在我的实验中,我的函数csrMult()
大约是 .dot()
>方法的两倍.对于Numba来说,这是一个非常令人印象深刻的结果.
In my experiments, my function csrMult()
is about twice as fast as the scipy
.dot()
method. That is a pretty impressive result for Numba.
但是,MATLAB仍然比csrMult()
快 6倍来执行矩阵向量乘法.我相信这是因为MATLAB在执行稀疏矩阵矢量乘法时会使用多线程.
However, MATLAB still performs this matrix-vector multiplication about 6 times faster than csrMult()
. I believe that is because MATLAB uses multithreading when performing sparse matrix-vector multiplication.
使用Numba时如何并行化外部for
循环?
How can I parallelize the outer for
-loop when using Numba?
Numba曾经有一个 prange()
函数,可以轻松并行化尴尬地并行的 for
循环.不幸的是,Numba不再具有prange()
[实际上是错误的,请参见下面的编辑]. 那么,现在并行化此for
循环的正确方法是什么,而Numba的prange()
函数就消失了?
Numba used to have a prange()
function, that made it simple to parallelize embarassingly parallel for
-loops. Unfortunately, Numba no longer has prange()
[actually, that is false, see the edit below]. So what is the correct way to parallelize this for
-loop now, that Numba's prange()
function is gone?
从Numba中删除prange()
时,Numba的开发人员会想到什么替代方案?
When prange()
was removed from Numba, what alternative did the developers of Numba have in mind?
我更新了Numba的最新版本,即0.35,然后prange()
又回来了!我一直使用的版本.33中未包含该文件.
这是个好消息,但是不幸的是,当我尝试使用prange()
并行化for循环时,我收到一条错误消息.这是Numba文档中的并行for循环示例(请参见第1.9.2节显式并行循环"),下面是我的新代码:
Edit 1:
I updated to the latest version of Numba, which is .35, andprange()
is back!

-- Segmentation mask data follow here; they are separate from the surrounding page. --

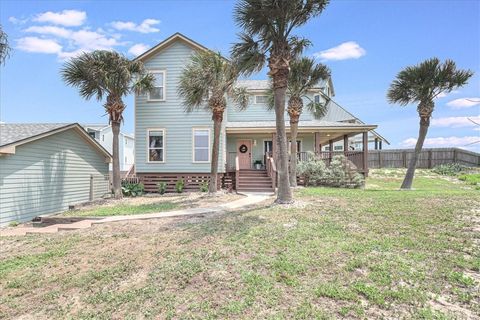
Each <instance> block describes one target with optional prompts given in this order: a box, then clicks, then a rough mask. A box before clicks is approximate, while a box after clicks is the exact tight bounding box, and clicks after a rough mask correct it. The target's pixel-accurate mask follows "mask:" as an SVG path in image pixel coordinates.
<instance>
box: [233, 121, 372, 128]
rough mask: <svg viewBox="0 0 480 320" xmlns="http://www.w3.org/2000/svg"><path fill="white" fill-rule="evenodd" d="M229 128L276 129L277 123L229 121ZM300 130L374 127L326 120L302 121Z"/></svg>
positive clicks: (289, 124) (288, 122)
mask: <svg viewBox="0 0 480 320" xmlns="http://www.w3.org/2000/svg"><path fill="white" fill-rule="evenodd" d="M285 126H286V127H290V122H289V121H285ZM226 127H227V128H275V121H229V122H227V123H226ZM298 127H299V128H302V127H303V128H308V127H314V128H316V127H325V128H328V127H346V128H357V127H358V128H362V127H372V125H367V124H361V123H348V122H334V121H324V120H303V121H302V120H301V121H299V122H298Z"/></svg>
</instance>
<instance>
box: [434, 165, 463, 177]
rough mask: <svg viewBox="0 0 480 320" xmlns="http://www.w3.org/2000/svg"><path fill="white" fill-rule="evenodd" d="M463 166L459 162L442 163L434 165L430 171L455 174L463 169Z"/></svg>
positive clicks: (435, 172)
mask: <svg viewBox="0 0 480 320" xmlns="http://www.w3.org/2000/svg"><path fill="white" fill-rule="evenodd" d="M465 168H466V167H465V166H463V165H461V164H459V163H444V164H440V165H438V166H435V167H434V168H433V169H432V171H433V172H435V173H437V174H440V175H442V176H456V175H457V174H459V173H460V172H462V171H464V170H465Z"/></svg>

It was not included in version .33, the version I had been using.
That is good news, but unfortunately I am getting an error message when I attempt to parallelize my for loop usingprange()
. Here is a parallel for loop example from the Numba documentation (see section 1.9.2 "Explicit Parallel Loops"), and below is my new code:
from numba import njit, prange
@njit( parallel=True )
def csrMult_numba( x, Adata, Aindices, Aindptr, Ashape):
numRowsA = Ashape[0]
Ax = np.zeros( numRowsA )
for i in prange( numRowsA ):
Ax_i = 0.0
for dataIdx in range( Aindptr[i],Aindptr[i+1] ):
j = Aindices[dataIdx]
Ax_i += Adata[dataIdx] * x[j]
Ax[i] = Ax_i
return Ax
当我使用上面给出的代码片段调用此函数时,收到以下错误:
When I call this function, using the code snippet given above, I receive the following error:
AttributeError:在nopython失败(转换为parfors)'SetItem' 对象没有属性"get_targets"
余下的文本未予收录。